----------empyre- soft-skinned space----------------------
(here is the missing part of my earlier contribution. thank you)



One suggestion I would like to discuss is that the feedback loop seems to
deal with processes of selection not only based on complexity and
randomness (a shared characteristics with any field of study whose concerns
are creation, invention, and the limits of knowledge). It seems to deal
also with the question of openness raised by Simondon, especially as this
dimension of a technical object questions the functionality of a machine
not in terms of its uses, but precisely in terms of its potential. The
openness of an object (its greatest possible freedom of functioning) is
thus a dimension that allows for a rigorous and yet speculative approach to
thinking about what is now acknowledge as both computationally and
logically irreducible.



With digital processes and computational coding, are we facing the
development of what we could call a “timeware view of science” that is a
digitalogist approach to science? An approach that comes after the
sociologist, psychologist, technologist, and even mechanologist approach?
Could this “timeware view of science” be the transduction of Simondon’s
temporal coordination of the three levels of the technical object (element,
individual, ensemble) within the digital realm? In other words, I would
like to think of digital processes as having an operative potential that
has very much to do with a shared claim that there is a human reality in
digital reality.



Am I being too axiomatic while not using my reason enough?

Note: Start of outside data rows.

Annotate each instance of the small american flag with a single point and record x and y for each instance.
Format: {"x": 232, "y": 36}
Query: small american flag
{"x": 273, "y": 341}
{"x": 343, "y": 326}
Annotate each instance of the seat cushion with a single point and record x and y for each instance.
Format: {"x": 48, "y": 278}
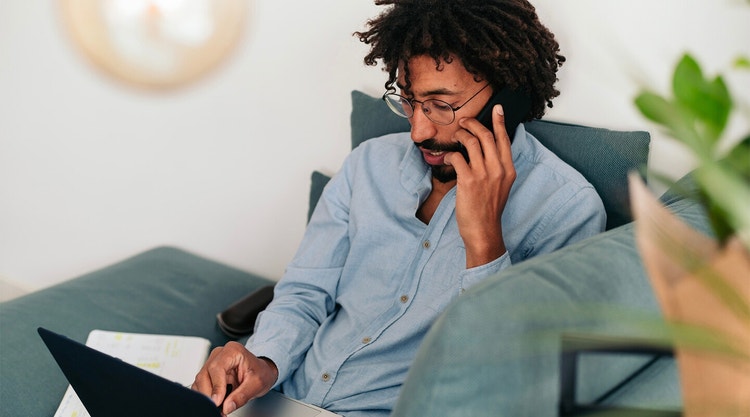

Side note to respond to John Hopkins:

Concerning the language of mathematics, what is crucial concerning
algorithmic info theory is that the concern is not so much about semiotics
but about operations of thought. The programming language of computational
coding does have a direct impact of the algorithmic information content.
Here, I turn to the publication of Excommunication, co-written by Galloway,
Thacker, and Wark. The new master signifier is the system.